There are many opportunities for participating in alumni events that are diverse enough to attract a very wide portion of BU alumni, and in 2013/14 we saw more CAS alumni taking part in more events than ever before. The Boston University Alumni Association (BUAA) sponsored 20 events for CAS alumni, and over 6,000 of the alumni attending BUAA events around the world were CAS alumni (up 11% over the previous year). Alumni Weekend attracted the largest group of alumni ever in 2013, and CAS participated by offering many lectures, workshops, and occasions for socializing, including the annual get together for alumni of the Core Curriculum.
CAS also sponsors numerous opportunities for alumni to stretch their minds, and during this past year, Alumni Relations constructed a new framework, titled Live to Learn to bring these together with the many opportunities available at BU to provide great access to alumni.
The anchor of our on-campus events is the Discovery Lecture Series, which each year showcases some of the most fascinating and breakthrough research and discoveries taking place among our faculty. In 2013/14, topics included sessions on carbon dioxide and methane in Boston’s environment; the legacy of JFK’s foreign policy; the Bible and religion in the United States; and race, rights, and debates over stem cell policy. Professor Jeremy Yudkin closed the year’s Discoveries Series with “‘What Goes On?’ Music of the Beatles and the Making of the Sixties,” a talk that featured photos and videos of the Beatles, some live piano and singing from Professor Yudkin, and a lot of animated debate about the band’s legacy. More than 75 alumni and their guests attended the lecture and raved about their experience.
This past year saw the launch of Office After Hours, an occasional series featuring informal, small-group discussions for alumni with faculty members in fun off-campus social settings. Charles Rzepka, Professor English, kicked off this series with a discussion of Elmore Leonard’s detective fiction at a pub in Lexington. A dozen alumni gathered for a lively discussion of their favorite Leonard stories and characters, and to analyze a short story with Professor Rzepka as their guide.
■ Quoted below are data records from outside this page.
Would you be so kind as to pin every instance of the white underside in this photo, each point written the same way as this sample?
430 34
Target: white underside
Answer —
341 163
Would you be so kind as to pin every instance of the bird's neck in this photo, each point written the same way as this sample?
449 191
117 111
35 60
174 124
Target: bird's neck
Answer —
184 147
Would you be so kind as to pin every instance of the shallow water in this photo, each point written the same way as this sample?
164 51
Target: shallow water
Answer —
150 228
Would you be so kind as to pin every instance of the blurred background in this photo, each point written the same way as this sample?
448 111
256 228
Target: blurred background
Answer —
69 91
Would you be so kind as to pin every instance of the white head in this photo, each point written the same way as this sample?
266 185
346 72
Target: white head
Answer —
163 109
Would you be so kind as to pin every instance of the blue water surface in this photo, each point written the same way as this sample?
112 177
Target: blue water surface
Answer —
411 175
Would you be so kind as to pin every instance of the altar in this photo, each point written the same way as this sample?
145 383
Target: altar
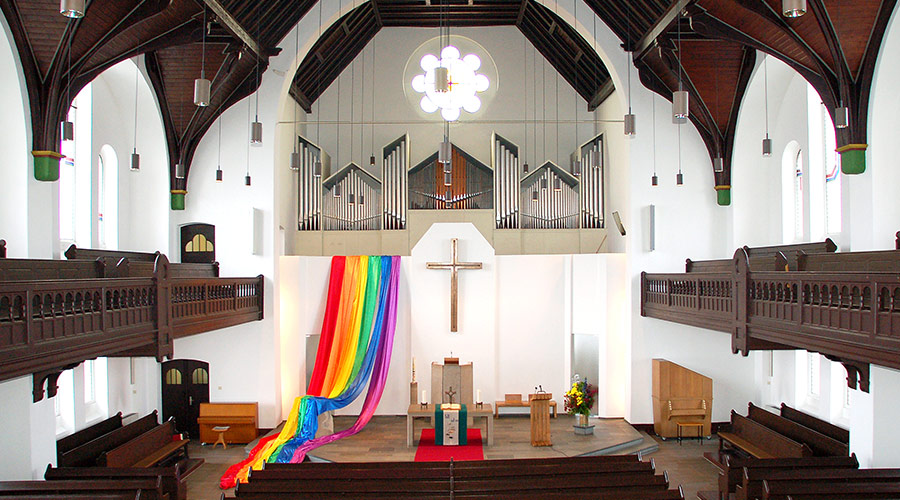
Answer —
419 411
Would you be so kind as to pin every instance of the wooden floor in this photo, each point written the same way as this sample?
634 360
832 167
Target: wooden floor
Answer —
384 439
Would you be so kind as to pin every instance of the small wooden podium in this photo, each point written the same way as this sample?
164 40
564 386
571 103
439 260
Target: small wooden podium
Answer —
540 419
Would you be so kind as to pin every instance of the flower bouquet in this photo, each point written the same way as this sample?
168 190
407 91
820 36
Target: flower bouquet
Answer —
580 399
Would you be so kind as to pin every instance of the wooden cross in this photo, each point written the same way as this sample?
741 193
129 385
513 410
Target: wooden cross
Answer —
454 266
450 394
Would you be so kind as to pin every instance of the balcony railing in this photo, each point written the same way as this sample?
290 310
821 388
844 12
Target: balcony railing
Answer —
850 314
50 324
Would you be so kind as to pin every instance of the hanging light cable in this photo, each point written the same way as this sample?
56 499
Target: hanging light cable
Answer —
256 126
295 155
202 86
767 143
67 128
655 179
135 157
219 161
680 99
317 168
630 121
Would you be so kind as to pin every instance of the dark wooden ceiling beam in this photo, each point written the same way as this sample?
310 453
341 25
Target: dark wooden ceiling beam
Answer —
660 26
234 27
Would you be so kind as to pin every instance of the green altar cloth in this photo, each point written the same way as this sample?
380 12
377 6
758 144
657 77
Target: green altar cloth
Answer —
450 425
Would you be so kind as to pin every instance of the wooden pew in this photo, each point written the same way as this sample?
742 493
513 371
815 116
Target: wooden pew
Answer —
89 453
752 482
829 490
75 253
827 428
174 478
759 441
149 489
820 444
732 468
155 447
241 418
83 436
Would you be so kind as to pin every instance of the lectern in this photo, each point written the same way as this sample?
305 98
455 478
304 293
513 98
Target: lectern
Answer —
540 419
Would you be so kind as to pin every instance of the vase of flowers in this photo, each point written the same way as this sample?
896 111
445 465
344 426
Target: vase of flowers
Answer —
578 402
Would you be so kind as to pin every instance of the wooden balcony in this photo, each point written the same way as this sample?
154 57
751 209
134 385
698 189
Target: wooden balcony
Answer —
843 305
56 314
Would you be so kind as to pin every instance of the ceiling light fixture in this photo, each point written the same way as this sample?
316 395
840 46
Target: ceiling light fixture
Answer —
73 9
793 8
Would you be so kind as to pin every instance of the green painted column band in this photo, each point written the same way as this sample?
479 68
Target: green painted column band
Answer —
853 161
178 200
46 166
723 195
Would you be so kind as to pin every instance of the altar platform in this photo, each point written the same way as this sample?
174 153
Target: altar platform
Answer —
384 440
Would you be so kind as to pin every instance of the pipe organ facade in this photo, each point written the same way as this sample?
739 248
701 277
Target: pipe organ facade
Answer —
309 216
551 196
548 197
395 179
505 156
592 202
352 200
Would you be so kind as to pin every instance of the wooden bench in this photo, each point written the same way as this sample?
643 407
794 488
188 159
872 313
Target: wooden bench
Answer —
174 478
759 441
89 453
827 428
149 489
157 446
515 401
752 483
69 443
731 469
241 418
820 444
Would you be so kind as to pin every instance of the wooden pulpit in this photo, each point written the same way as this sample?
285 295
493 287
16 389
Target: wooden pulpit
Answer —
540 419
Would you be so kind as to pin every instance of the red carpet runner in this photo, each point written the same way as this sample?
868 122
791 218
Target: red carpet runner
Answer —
429 452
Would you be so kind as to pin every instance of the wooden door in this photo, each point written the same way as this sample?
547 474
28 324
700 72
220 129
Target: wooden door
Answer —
185 384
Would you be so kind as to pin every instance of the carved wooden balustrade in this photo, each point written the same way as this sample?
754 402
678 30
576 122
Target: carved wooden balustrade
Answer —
56 314
851 313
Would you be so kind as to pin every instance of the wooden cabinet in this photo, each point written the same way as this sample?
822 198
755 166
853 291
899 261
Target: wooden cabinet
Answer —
680 395
241 419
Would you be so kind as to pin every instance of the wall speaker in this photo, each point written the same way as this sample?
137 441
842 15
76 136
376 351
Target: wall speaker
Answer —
619 223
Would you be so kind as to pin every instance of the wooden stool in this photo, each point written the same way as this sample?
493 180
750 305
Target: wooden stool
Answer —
680 426
221 429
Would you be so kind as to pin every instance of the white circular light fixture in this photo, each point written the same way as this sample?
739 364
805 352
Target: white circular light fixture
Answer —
464 83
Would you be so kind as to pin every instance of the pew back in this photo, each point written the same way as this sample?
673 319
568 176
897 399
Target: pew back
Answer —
816 424
88 453
820 444
760 441
83 436
134 453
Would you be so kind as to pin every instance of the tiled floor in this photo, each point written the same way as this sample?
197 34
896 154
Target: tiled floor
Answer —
384 439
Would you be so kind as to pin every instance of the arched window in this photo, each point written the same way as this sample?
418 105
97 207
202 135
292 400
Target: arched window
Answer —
792 193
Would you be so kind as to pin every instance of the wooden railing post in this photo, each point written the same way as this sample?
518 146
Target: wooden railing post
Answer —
740 284
163 319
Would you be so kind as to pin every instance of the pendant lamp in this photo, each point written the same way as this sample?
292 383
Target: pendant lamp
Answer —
73 9
793 8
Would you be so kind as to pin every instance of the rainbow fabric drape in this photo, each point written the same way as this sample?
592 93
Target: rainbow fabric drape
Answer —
355 345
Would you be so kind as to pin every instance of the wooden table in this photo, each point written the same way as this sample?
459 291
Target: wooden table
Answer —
418 411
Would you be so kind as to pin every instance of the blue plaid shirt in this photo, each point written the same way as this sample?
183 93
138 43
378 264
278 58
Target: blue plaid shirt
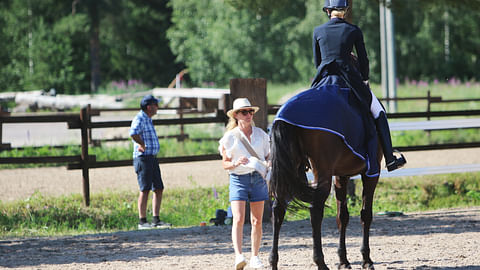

We took other opportunities to engage with alumni around the region and around the country. During 2013/14 Richard Primack, Professor of Biology, spoke in Concord about his research at Walden Pond on the occasion of the release of his new book, Walden Warming: Climate Change Comes to Thoreau’s Woods. We held a breakfast briefing at One Financial Center on data security, privacy, and the societal ramifications of ever-changing technology. The participants came at this topic from different disciplines and approaches, as is characteristic of a CAS education: Joe Wippl, a former member of the CIA and current Professor of the Practice of International Relations; Tracey Maclin, the Joseph Lipsitt Faculty Research Scholar and Professor of Law; and Sharon Goldberg Associate Professor of Computer Science, offered great brain food with breakfast to the downtown Boston crowd.
CAS has also expanded the opportunities for alumni to further their education by placing more of the great lectures that take place on campus into streaming video format. Among the recent examples: The 2014 inaugural Silas Peirce Lecture, presented by Caltech’s Bethany Ehlmann, “Following the Water on Mars: Roving with Curiosity” and “Exploring the Eurozone Crisis” with Professor Vivien Schmidt of the Pardee School.